Except healthcare. When we get a bill for a knee replacement, it only contains the surgeon’s cost (okay okay, including the hardware). But there’s also a bill for the anesthesiologist. And for the operating room. And for the hospitalization if you need to stay.

Why would all those things be listed individually if you know you will need a surgeon, an anesthesiologist, and an operating room every single time you get a knee replacement?

Enter bundled payments. They finally turn healthcare a little bit more into a normal industry by allowing patients to pay a single price for the bundle of services that should always be included in that one upfront price.

Sidenote: yes, healthcare is and should always be different from other industries in many important ways. For more details on that, read Arrow’s seminal article on the topic. None of this is incompatible with those insights.

But apparently bundled payments are not very helpful according to this Health Affairs review of the evidence. What gives?

When I see a paper like that, I appreciate the effort to summarize the evidence, but I cringe thinking about all the headlines and misinterpretations and misconceptions that it will perpetuate. People are going to start saying that our large-scale efforts to implement bundled payments are a waste of money . . . and they have evidence to back them up!

But that’s totally the wrong conclusion. This is how I interpret this study: I first think about the overall purpose of bundled payments. When you put their role into the context of the Healthcare Incentives Framework, their purpose is to allow patients to know up front the full price for accomplishing the job they have (get their knee functional again). This enables the patient to compare the price of different options. If they also have quality information of those options, now patients have the ability to shop for the best value (Value = Quality / Price). And when patients start choosing which provider to do their knee replacement based on value, market share starts to shift to the higher-value providers, thus forcing the lower-value providers to change in ways that either raise their quality, lower their price, or (hopefully) both! This is the potential benefit of bundled payments–it is an essential component in stimulating a newfound evolution toward higher quality and lower prices in the market for that specific service.

Compare that to how these studies evaluated the utility of bundled payments: They implemented them for a single procedure and usually with just one of many insurers a provider contracts with. Thus, in most cases the providers were still reimbursed the old fashioned way by all their other insurers. And I would guess that very few competitors in any given region were participating in the same bundled payment program. Therefore, there was no way providers were going to completely shift how they deliver the service because of the narrow scope, a lack of uniform incentives, and a lack of any strong financial imperative to do so (their biggest risk was only of losing a percentage of revenue on small portion of their patients–enough to motivate them to try to do some things a little differently but not to completely redesign how they deliver care–and the risk of losing market share to their competitors due to low value was almost nil). In short, these studies did not get even close to creating the environment for an evolution toward higher value.
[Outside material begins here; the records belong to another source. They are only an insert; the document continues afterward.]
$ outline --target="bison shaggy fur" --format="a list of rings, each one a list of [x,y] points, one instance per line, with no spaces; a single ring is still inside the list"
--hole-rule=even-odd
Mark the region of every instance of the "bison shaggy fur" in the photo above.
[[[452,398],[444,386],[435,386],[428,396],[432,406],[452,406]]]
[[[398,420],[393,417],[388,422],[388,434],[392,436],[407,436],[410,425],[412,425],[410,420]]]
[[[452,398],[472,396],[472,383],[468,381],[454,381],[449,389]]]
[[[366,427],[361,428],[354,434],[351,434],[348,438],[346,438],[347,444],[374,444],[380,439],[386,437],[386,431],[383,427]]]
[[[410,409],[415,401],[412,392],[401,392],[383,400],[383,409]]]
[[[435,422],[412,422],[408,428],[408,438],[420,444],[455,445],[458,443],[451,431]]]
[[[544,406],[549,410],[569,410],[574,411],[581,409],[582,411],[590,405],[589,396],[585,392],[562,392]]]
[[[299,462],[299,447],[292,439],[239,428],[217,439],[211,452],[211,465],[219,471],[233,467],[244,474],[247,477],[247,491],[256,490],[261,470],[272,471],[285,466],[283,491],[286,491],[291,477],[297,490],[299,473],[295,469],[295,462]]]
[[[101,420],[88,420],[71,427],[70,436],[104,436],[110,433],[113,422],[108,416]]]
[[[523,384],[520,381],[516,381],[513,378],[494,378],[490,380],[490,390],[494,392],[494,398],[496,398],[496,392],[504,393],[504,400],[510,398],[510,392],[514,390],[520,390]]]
With this as context, it’s a surprise to me that any of these bundled payment studies found any benefit at all!

Now, if I could perform my dream study (the design details here and here), that would make a splash. It would get us much closer to the true estimation of how impactful bundled payments could be in healthcare. And until a study like that is done, remember the importance of context, and take any evidence on the impacts of bundled payments with a large grain of salt.